Le modèle keynésien exclut donc toute flexibilité, et ne tient aucun compte des adaptations que l’on peut faire pour sauver les emplois. Les keynésiens ne croient pas à l’existence d’un marché du travail, où les prix (salaires) baisseraient quand la demande diminue. Pour Keynes, les salaires sont « rigides à la baisse ». Si le salaire était un vrai prix libre, il épouserait les évolutions du marché du travail. Une poussée de chômage ferait diminuer le prix du travail (salaire et charges), incitant à embaucher.

 

Rigidités du marché du travail 

Mais pourquoi ce mécanisme d’adaptation permanente ne fonctionne-t-il pas ?

Une première raison est que le prix du travail est « plombé » par les charges sociales, ce qui en France, double pratiquement le coût du travail. Ce surcoût était antérieur à la crise et expliquait déjà un taux de chômage supérieur chez nous à celui de nos partenaires.

Une deuxième raison tient au salaire minimum, le SMIC. Il ne peut jamais diminuer et il progresse sans cesse, même avec du chômage. C’est le SMIC qui crée du chômage chez les moins qualifiés ou les plus jeunes, moins expérimentés. C’est le SMIC qui pousse à la hausse tous les salaires de gens plus qualifiés.

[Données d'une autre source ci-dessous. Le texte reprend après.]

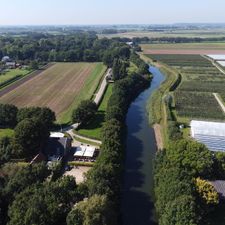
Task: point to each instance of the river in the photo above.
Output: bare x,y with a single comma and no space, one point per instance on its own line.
137,196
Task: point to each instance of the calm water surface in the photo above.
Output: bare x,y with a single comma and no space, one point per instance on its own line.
137,203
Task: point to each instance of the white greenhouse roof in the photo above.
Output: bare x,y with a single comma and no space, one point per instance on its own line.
222,63
80,151
212,134
217,57
89,152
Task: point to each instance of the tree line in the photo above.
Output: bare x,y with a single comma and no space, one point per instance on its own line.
183,193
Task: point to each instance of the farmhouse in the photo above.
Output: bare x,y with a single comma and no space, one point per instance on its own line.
5,59
85,153
10,65
212,134
57,148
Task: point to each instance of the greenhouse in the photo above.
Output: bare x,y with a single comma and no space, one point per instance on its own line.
212,134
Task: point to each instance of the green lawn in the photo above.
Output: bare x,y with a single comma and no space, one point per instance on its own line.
11,74
87,92
6,133
93,129
132,68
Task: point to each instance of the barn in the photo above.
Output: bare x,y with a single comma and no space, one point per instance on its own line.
212,134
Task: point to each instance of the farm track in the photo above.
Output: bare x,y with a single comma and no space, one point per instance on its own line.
219,101
23,80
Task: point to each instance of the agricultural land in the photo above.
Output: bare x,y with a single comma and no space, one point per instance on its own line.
185,48
93,129
194,99
61,88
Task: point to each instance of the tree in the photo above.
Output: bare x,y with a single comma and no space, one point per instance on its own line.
180,211
34,65
8,114
47,203
96,210
44,114
24,177
84,112
5,149
30,137
206,191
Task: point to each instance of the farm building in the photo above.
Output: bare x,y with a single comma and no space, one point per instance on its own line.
57,147
212,134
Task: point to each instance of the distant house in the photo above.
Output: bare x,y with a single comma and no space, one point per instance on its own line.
219,186
40,157
6,59
57,148
10,65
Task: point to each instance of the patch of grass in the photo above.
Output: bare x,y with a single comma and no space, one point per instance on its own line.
84,141
132,68
87,92
11,74
93,129
6,133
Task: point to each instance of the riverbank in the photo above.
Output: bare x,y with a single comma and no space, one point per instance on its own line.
137,194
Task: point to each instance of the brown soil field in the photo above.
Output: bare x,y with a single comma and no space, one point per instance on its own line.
58,87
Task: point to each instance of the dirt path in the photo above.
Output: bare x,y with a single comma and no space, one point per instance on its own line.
97,100
158,136
219,101
102,88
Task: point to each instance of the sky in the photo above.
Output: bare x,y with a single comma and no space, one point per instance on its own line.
83,12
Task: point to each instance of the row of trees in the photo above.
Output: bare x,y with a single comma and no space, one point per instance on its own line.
32,126
80,46
10,115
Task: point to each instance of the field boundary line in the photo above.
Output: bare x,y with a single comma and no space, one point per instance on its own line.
214,63
219,101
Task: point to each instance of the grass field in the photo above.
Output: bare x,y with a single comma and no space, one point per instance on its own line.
93,130
200,79
171,33
6,133
185,48
61,88
12,74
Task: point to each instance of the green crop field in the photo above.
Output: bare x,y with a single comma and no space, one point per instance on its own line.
11,75
194,97
204,48
171,33
93,129
60,87
197,105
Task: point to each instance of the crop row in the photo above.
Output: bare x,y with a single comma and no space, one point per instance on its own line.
197,105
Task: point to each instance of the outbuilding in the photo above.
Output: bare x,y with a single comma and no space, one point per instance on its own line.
212,134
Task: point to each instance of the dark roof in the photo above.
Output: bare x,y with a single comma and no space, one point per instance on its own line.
219,185
56,146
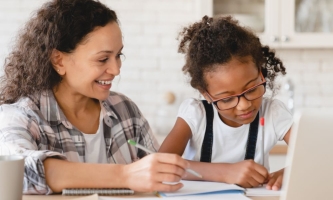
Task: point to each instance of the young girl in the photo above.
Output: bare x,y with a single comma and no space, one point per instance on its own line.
222,137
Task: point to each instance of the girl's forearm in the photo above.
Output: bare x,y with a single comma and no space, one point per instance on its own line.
62,174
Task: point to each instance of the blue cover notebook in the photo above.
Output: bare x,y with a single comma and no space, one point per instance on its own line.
102,191
203,187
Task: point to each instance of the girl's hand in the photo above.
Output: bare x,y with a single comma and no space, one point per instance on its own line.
247,174
149,173
275,180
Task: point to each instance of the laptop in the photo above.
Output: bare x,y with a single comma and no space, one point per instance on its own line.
309,172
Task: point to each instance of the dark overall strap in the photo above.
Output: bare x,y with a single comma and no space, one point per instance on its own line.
252,139
207,145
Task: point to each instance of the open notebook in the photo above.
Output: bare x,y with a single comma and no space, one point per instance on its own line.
207,187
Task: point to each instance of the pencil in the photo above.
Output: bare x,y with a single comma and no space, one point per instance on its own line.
131,142
262,123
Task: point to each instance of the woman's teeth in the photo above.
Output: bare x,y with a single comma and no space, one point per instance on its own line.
104,82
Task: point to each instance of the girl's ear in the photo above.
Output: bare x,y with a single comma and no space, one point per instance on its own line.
57,60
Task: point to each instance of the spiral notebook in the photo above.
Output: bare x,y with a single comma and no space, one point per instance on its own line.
99,191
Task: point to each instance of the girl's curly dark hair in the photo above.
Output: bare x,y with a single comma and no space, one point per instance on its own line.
214,41
58,24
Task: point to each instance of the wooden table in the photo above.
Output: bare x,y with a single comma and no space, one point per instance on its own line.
95,197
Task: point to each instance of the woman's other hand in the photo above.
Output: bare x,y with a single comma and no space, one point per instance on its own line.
151,172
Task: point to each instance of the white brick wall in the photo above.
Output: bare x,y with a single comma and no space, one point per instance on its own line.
153,66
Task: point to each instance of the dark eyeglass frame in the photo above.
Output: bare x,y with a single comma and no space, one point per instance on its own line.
238,95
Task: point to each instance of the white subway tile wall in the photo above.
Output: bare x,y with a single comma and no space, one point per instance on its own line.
153,67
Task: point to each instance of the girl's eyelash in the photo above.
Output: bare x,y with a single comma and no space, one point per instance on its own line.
119,54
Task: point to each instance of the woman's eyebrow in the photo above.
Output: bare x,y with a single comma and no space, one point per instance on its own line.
109,51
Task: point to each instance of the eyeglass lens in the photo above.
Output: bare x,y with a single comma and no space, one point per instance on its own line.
250,95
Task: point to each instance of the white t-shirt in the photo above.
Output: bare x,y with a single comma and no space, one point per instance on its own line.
229,143
95,145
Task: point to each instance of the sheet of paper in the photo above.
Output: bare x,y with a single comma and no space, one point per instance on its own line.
261,191
229,196
199,187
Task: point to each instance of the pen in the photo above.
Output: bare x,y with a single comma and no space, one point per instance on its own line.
131,142
262,123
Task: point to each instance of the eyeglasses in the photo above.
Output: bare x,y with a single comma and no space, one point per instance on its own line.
250,94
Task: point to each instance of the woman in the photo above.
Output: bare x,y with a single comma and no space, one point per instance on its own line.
57,110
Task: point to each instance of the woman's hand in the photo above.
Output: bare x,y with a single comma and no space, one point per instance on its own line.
246,174
275,180
149,173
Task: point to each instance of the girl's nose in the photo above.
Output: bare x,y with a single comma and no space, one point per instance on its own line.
114,67
243,103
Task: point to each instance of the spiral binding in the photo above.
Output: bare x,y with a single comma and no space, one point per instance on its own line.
103,191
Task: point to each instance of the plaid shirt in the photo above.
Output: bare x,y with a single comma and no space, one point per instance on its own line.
37,129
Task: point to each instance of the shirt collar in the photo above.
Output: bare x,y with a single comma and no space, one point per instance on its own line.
50,109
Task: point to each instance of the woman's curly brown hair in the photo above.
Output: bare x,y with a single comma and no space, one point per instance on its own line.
58,24
215,41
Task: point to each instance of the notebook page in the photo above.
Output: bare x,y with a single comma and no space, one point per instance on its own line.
199,187
261,191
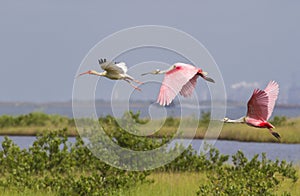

Une troisième raison tient aux allocations chômage : si leur niveau est tel qu’il est supérieur à un salaire amputé de 10 %, on choisit le chômage – solution suicidaire à terme.

Enfin, et non le moindre, le droit du travail a enlevé toute souplesse dans la conclusion et l’exécution du contrat de travail, qui n’est plus que le fruit des négociations collectives.

La seule arme efficace et durable contre la montée du chômage est donc la flexibilité des salaires et des conditions d’embauche et de licenciement. Dans beaucoup d’entreprises privées, les salariés acceptent de gagner momentanément moins pour sauver leur emploi ; ils sont alors montrés du doigt par les syndicats qui font pression en sens inverse.

Dans le secteur public, face à la crise des finances publiques, de nombreux pays commencent à baisser les salaires des fonctionnaires : 7% de moins en Irlande, suppression du treizième mois en Hongrie, baisse de 15% en janvier en Lettonie. Le président de la BCE, J-C Trichet, suggère de poursuivre « des politiques de dépenses courageuses, en particulier en matière de salaire dans le public ». La baisse provisoire des salaires et la liberté du travail réduiraient le chômage, l’économie pourrait repartir, avec des coûts de production moindre et des entreprises plus compétitives. Avec la reprise, les salaires repartiraient à la hausse. Mais on préfère conserver toutes les rigidités, et entretenir ainsi une crise durable dont les salariés sont les premières victimes.